The Run of a Lifetime by Mark Seif
The 2005 World Series of Poker was certainly a breakthrough for me. I had spent several years basically striking out at the World Series. I had only made one final table and I was feeling a little snakebit.
I played in a few 2005 events, nothing great. Then I had the limit hold'em shootout. I hadn't played a limit hold'em tournament for two years. I decided to play this one because it was a shootout format and, of course, because it's the World Series. I ended up being at the first table with this one guy. It was clear that he was a young Internet specialist. At any rate, it got down to this young guy and myself to move on to the next round.
I drew a 4-6 and the flop came down A-3-5. He had pocket aces, it turns out. I rivered the straight and this was a jammed pot. The guy goes absolutely apeshit, and he yells "F*ck!" By this time we've actually been playing for two hours heads up. I said, "Dealer, did you hear that?" He said, "Yes, I did."
The floorman is called over and asks what's going on. The dealer basically waffled. He said, "Mark says this guy said the F-word." Wait a minute. What do you mean Mark says? In the meantime, this young Internet guy from Canada was being very adamant, saying. "I didn't say a word, you're lying."
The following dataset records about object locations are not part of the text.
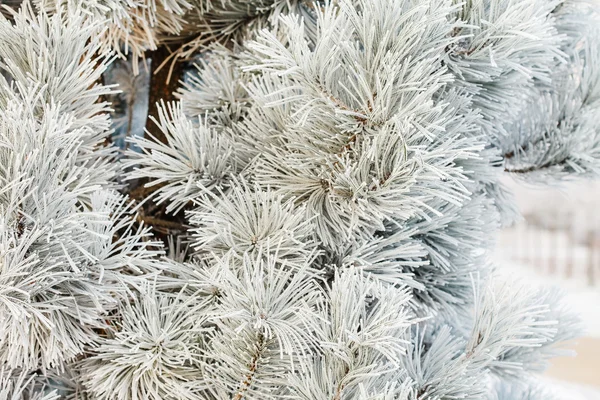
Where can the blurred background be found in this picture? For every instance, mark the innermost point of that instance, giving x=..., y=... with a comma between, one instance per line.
x=558, y=243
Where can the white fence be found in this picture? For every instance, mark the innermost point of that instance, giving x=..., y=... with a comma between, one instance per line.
x=560, y=234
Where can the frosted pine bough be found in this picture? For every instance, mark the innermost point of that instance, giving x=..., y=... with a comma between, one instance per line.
x=338, y=164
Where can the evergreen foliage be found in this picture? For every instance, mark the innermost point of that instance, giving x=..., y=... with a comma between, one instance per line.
x=339, y=166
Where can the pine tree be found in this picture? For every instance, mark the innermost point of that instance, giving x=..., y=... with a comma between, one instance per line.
x=334, y=169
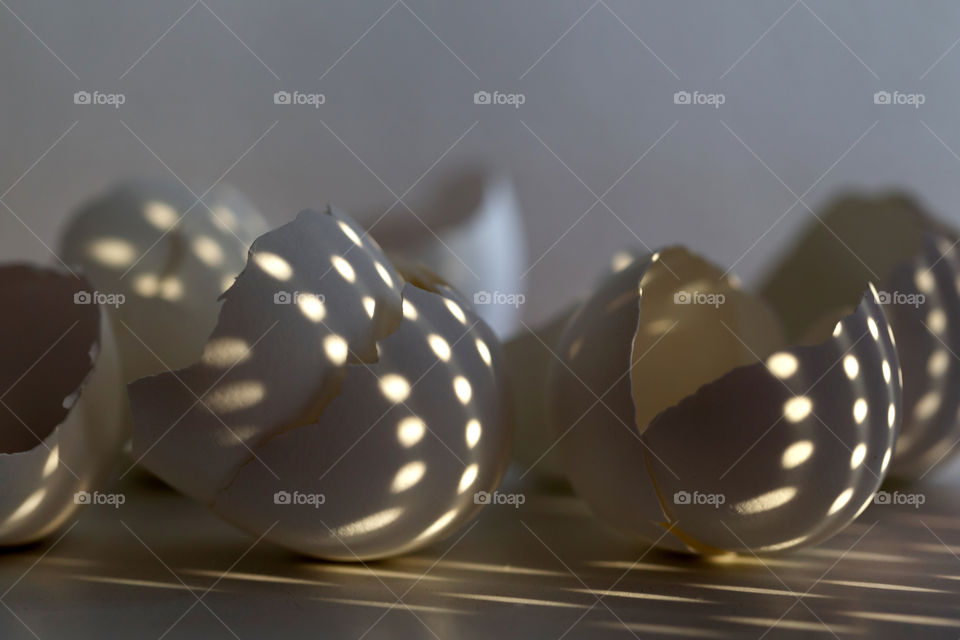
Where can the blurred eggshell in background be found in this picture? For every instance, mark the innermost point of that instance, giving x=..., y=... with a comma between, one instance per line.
x=472, y=235
x=170, y=256
x=530, y=354
x=329, y=377
x=913, y=256
x=61, y=400
x=684, y=418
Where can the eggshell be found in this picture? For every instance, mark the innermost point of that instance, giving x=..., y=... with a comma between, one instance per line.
x=61, y=400
x=656, y=399
x=169, y=256
x=380, y=396
x=472, y=235
x=890, y=239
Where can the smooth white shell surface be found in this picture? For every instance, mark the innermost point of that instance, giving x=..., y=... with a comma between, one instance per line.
x=62, y=401
x=794, y=448
x=383, y=398
x=475, y=240
x=169, y=256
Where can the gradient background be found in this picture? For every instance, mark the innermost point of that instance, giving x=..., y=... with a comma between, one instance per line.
x=399, y=78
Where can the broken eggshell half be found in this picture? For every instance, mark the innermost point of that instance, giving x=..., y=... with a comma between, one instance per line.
x=684, y=419
x=337, y=410
x=471, y=233
x=159, y=258
x=913, y=256
x=61, y=400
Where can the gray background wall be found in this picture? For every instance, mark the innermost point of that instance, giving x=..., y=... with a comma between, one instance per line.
x=399, y=77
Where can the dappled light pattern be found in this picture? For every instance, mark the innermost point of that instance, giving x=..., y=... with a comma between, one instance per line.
x=60, y=400
x=889, y=237
x=352, y=419
x=711, y=435
x=170, y=257
x=536, y=572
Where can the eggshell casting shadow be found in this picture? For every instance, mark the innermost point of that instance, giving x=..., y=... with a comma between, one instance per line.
x=62, y=402
x=918, y=266
x=783, y=447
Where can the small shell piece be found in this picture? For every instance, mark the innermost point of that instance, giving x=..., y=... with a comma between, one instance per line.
x=683, y=419
x=61, y=400
x=915, y=259
x=169, y=256
x=337, y=409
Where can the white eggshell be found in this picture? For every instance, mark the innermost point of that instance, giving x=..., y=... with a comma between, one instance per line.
x=796, y=448
x=918, y=263
x=381, y=397
x=62, y=398
x=169, y=256
x=473, y=236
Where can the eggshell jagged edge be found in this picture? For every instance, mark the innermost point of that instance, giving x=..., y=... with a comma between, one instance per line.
x=859, y=230
x=458, y=245
x=180, y=253
x=178, y=434
x=634, y=492
x=38, y=486
x=200, y=460
x=386, y=494
x=744, y=452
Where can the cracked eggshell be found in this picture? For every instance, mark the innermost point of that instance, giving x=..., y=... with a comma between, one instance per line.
x=169, y=256
x=890, y=239
x=472, y=235
x=675, y=433
x=355, y=419
x=530, y=355
x=61, y=425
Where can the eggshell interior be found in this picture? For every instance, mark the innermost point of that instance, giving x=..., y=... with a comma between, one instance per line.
x=890, y=240
x=61, y=403
x=795, y=443
x=169, y=256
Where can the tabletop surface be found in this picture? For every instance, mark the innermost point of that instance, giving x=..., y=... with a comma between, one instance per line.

I ended up bringing in one supervisor after another because the floorman is just looking at me saying, "I don't know if there's anything I can do." It looks like a big fight is going to break out because people supporting me are saying "He absolutely said it, you guys are liars." Meanwhile, his supporters are saying, "No, we didn't hear anything." After I had just cussed out two floormen said "You guys have no balls, just get out of here," a third floorman walks up to the other guy. He says, "Based on everything that I'm hearing here, I know you said this. Do you want to do the right thing or are you going to continue to deny it?" My opponent still says, "I didn't say a word." The floorman finally says, "I know you did, and I know you're lying, but there's nothing I can do about it. I wanted to give you a chance to do the right thing." And before he can finish his sentence, I say, "That's so fucked up." So now I'm in trouble.
Needless to say, I was seething. This guy got away with one, that's fine. But I knew that he had some bad karma working for him. I ended up beating him. I got to the final table, and now I have Kathy Leibert, the defending champ, to my right. I started whispering to myself, "I am going to win, I am going to win." Kathy Liebert is sitting right next to me, we've been friends for many years and finally she goes, "Mark, shut up." I said, "I'm sorry, I can't. I just have to keep my mind focused and stay positive." I'm starting to lose my chips but the entire time I am whispering "I am going to win." She finally reaches over, smacks me, and says, "Shut up, you are not going to win." At any rate, I had a very good table, and I went on to win it. I started at 2 p.m., ended at 6 a.m., so for 16 straight hours I kept whispering to myself "I am going to win," and I did end up winning.
I had to get on a plane to go to Miami. I got on that plane 45 minutes after my win and basically slept for three days in Miami. I got back into Vegas around 1 a.m., played in the next event, which was at noon, the $1,500 no-limit event. At the end of day one, I had $268,000 in chips. I felt great, I was playing great, and I was extremely aggressive. The monkey was off my back. I had won my first bracelet, the only title that had really eluded me throughout my career. I ended day one the monster chip leader. I ended day two only in fifth chip position, but I was thrilled to be at back-to-back final tables. That event went pretty well, too.
After my back-to-back wins, the people on the fringes of the game went nuts. I was doing radio interviews, TV commercials, boot camps, book offers and I have two bobble-heads now.